May 14, 2008 · No Comments

So continuing on from yesterday: I’ve been thinking in terms of offering an affirmative argument for uniform rules. That is to say, I’ve been wanted to construct a case for treating questions of parentage (that’s “who is a parent?”) the same across categories. One way to do that is to talk about the costs on non-uniformity. And I think there are many costs. Varying results state to state and method to method bring uncertainty and unpredictability. Those very factors will cause enormous disruption and pain to some families.

But instead of proceeding this way, there’s another possible approach, one which re-frames the question entirely: Start with the question “Why would we treat parentage differently depending on the process that people used to become parents?”

The very first post I wrote touched on why we care so much about who the parents of a child are. Parentage is an enormous privilege and an enormous responsibility. Parents have obligations and parent have power. We need to be able to clearly establish who holds that power and who bears that responsibility. But why should our answer differ depending on exactly how one got to be a parent? Is the power/obligation of an adoptive parent different from that of a genetically related parent? Should it be?
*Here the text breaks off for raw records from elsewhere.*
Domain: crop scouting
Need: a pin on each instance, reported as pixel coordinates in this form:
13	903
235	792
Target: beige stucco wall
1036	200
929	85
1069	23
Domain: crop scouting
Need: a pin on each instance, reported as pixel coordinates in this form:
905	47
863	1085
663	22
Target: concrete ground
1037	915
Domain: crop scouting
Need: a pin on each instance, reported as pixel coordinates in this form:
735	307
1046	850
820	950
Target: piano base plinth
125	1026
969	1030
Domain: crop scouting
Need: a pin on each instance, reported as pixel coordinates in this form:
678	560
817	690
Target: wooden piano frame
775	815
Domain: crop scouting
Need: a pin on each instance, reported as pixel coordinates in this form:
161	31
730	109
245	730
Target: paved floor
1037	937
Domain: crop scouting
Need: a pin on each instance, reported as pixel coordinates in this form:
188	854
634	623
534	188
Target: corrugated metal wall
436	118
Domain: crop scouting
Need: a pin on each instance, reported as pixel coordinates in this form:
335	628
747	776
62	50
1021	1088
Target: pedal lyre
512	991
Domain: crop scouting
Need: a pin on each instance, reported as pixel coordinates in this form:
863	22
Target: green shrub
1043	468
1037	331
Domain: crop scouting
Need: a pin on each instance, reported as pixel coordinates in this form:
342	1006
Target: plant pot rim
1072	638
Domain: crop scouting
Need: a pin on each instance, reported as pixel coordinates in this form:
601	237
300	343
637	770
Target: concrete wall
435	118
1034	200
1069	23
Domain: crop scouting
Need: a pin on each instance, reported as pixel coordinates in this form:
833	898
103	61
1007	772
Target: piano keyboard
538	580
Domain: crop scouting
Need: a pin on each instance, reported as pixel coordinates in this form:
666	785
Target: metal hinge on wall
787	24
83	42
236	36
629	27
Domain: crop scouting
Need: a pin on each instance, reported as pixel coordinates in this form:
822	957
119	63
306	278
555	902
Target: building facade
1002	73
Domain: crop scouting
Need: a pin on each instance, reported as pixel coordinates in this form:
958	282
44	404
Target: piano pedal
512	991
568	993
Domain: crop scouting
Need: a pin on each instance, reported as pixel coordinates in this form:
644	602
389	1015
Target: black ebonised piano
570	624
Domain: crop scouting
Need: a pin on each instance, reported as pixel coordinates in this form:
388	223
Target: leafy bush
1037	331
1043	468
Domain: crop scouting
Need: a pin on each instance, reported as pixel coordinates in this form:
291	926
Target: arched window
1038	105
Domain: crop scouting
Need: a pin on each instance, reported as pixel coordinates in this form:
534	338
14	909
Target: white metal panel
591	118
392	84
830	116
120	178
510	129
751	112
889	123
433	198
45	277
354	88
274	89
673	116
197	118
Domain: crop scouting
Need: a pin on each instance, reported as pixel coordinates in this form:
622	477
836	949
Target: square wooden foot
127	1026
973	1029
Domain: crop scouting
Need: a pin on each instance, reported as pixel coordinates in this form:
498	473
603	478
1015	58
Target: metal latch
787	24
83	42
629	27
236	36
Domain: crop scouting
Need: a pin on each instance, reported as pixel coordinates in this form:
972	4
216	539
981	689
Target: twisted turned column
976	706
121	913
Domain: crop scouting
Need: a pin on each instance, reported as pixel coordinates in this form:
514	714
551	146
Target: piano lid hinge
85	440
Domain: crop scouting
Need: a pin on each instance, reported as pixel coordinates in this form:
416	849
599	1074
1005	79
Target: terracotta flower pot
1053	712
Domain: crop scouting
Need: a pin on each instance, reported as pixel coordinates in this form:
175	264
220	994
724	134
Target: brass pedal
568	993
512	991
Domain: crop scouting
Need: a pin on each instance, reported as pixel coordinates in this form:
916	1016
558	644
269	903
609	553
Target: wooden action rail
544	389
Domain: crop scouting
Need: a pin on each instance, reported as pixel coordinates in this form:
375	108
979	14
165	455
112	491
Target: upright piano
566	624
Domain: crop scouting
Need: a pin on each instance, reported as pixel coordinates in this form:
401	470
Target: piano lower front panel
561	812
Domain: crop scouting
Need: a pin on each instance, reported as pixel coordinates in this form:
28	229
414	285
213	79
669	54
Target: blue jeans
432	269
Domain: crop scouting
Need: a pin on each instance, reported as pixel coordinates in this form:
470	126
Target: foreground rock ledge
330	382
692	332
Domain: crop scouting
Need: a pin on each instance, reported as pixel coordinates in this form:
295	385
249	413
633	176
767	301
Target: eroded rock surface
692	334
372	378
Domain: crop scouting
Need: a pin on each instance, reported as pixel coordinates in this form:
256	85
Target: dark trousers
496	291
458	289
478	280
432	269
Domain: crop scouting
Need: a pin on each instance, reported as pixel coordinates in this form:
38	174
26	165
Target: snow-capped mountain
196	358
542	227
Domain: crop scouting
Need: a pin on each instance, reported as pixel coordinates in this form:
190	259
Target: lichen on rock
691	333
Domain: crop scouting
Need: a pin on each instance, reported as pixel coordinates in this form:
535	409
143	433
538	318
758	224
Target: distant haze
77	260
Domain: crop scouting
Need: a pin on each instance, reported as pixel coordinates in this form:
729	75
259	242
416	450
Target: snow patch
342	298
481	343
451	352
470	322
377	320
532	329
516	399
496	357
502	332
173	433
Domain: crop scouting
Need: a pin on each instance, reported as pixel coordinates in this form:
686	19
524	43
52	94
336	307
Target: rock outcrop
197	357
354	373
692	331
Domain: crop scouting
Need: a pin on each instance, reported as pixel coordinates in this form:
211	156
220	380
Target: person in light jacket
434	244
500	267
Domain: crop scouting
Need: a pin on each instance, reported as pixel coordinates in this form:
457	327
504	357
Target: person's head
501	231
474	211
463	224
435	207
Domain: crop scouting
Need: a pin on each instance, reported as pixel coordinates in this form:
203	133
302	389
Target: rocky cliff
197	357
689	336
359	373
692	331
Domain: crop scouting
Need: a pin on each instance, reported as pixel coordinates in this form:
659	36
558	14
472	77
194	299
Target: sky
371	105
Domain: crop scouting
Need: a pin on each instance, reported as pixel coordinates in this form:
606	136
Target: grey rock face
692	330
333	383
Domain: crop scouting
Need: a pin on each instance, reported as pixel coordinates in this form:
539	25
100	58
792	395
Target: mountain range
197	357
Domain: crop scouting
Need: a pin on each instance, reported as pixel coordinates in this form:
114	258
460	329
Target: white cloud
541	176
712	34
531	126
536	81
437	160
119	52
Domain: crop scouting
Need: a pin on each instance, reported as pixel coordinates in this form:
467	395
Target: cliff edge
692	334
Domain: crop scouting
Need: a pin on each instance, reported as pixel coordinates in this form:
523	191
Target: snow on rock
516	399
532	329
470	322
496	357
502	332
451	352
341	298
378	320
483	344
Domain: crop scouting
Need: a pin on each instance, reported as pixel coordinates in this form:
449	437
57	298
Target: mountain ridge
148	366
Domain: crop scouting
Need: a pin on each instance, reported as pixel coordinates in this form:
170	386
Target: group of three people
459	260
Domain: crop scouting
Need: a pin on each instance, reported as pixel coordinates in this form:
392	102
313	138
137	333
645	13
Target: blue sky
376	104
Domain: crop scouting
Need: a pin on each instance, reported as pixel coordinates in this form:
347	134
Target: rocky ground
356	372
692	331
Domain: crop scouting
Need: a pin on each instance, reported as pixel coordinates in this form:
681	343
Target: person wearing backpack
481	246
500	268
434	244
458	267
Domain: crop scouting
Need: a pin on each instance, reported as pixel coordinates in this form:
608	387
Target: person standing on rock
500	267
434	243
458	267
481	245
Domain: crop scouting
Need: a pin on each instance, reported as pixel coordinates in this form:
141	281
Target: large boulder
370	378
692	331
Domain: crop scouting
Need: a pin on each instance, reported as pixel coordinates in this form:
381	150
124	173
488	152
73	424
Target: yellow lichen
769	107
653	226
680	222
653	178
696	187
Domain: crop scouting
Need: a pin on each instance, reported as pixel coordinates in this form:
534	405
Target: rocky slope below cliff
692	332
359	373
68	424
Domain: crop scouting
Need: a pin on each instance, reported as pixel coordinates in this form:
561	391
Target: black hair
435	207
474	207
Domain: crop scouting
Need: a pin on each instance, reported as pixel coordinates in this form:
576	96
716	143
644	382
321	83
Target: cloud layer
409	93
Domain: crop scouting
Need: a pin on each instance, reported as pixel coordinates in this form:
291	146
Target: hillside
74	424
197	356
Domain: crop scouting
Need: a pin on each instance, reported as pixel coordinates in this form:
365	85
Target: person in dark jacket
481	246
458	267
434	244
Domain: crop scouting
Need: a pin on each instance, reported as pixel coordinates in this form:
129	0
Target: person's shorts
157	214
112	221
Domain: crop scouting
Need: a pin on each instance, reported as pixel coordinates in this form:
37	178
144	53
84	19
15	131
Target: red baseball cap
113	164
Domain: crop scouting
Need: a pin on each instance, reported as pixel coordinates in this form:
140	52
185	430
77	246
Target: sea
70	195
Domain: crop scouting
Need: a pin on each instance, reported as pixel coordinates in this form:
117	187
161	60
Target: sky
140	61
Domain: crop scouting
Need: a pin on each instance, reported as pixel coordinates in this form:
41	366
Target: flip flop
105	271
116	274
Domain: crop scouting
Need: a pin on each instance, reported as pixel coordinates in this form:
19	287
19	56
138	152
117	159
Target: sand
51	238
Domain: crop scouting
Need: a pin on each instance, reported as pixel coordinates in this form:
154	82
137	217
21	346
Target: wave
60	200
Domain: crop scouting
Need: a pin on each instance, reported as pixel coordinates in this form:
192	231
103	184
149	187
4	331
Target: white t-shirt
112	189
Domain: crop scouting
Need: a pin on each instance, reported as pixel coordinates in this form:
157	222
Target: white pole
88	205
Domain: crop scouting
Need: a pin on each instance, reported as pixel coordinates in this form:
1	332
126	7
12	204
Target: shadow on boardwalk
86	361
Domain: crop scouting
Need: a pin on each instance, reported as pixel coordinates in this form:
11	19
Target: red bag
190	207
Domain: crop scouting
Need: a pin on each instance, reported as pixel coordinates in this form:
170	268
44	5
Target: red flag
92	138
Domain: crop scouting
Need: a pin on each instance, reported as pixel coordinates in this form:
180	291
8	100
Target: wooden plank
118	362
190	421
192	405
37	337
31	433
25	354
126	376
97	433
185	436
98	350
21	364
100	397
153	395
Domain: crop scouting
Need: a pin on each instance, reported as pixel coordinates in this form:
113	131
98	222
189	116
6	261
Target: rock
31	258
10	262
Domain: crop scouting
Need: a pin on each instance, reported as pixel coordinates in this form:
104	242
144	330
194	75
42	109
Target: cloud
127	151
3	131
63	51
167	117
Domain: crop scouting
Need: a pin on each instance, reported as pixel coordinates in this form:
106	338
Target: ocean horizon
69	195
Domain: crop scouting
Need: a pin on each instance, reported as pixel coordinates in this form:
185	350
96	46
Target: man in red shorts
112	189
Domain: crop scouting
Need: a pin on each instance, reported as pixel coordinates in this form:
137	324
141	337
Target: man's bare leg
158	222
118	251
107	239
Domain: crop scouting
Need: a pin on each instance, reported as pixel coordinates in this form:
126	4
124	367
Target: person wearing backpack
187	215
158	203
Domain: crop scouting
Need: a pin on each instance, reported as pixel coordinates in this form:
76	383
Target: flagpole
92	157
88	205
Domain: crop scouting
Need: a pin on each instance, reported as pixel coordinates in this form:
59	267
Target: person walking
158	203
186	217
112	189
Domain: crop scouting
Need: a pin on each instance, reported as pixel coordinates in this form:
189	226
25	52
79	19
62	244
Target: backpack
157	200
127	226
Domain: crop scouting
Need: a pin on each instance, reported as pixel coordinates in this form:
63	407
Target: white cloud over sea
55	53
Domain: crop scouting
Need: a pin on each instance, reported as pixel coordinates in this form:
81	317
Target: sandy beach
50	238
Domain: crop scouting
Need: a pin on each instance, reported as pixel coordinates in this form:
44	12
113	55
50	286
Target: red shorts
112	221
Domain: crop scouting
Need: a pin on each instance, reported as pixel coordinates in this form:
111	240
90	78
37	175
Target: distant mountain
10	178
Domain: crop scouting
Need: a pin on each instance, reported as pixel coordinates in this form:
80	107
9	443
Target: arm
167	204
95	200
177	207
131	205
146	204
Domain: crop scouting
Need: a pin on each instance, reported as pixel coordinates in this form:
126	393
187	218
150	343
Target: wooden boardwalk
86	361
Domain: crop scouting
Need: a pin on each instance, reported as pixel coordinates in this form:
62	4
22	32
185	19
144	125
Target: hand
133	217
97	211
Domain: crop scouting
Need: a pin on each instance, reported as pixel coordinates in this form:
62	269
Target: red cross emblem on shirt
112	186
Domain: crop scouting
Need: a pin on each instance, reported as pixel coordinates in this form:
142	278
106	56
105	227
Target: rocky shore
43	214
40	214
Of course, what parentage is really about is figuring out who holds the power/bears the obligation. But again, should our criteria really turn on external factors like how exactly a particular sperm got to the place where it could fertilize and egg? (This isn’t fantasy. The law in Washington, for example, will make you a parent if the pregnancy if the result of intercourse but a non-parent if it resulted from insemination, unless of course you happen to be married to the mother, in which case you are a parent even if the sperm got there because someone else had intercourse with the mother.)

Perhaps this takes me to a general question about what the rationale for parentage determinations should be. Should the determination of parentage itself be based on what is best for a child? (I know it seems tempting, but it’s potentially quite problematic.) If it isn’t grounded in that, then where do we ground it? is it about some sort of fairness to the parents? Some recognition of expectation? Of performance? Of something else?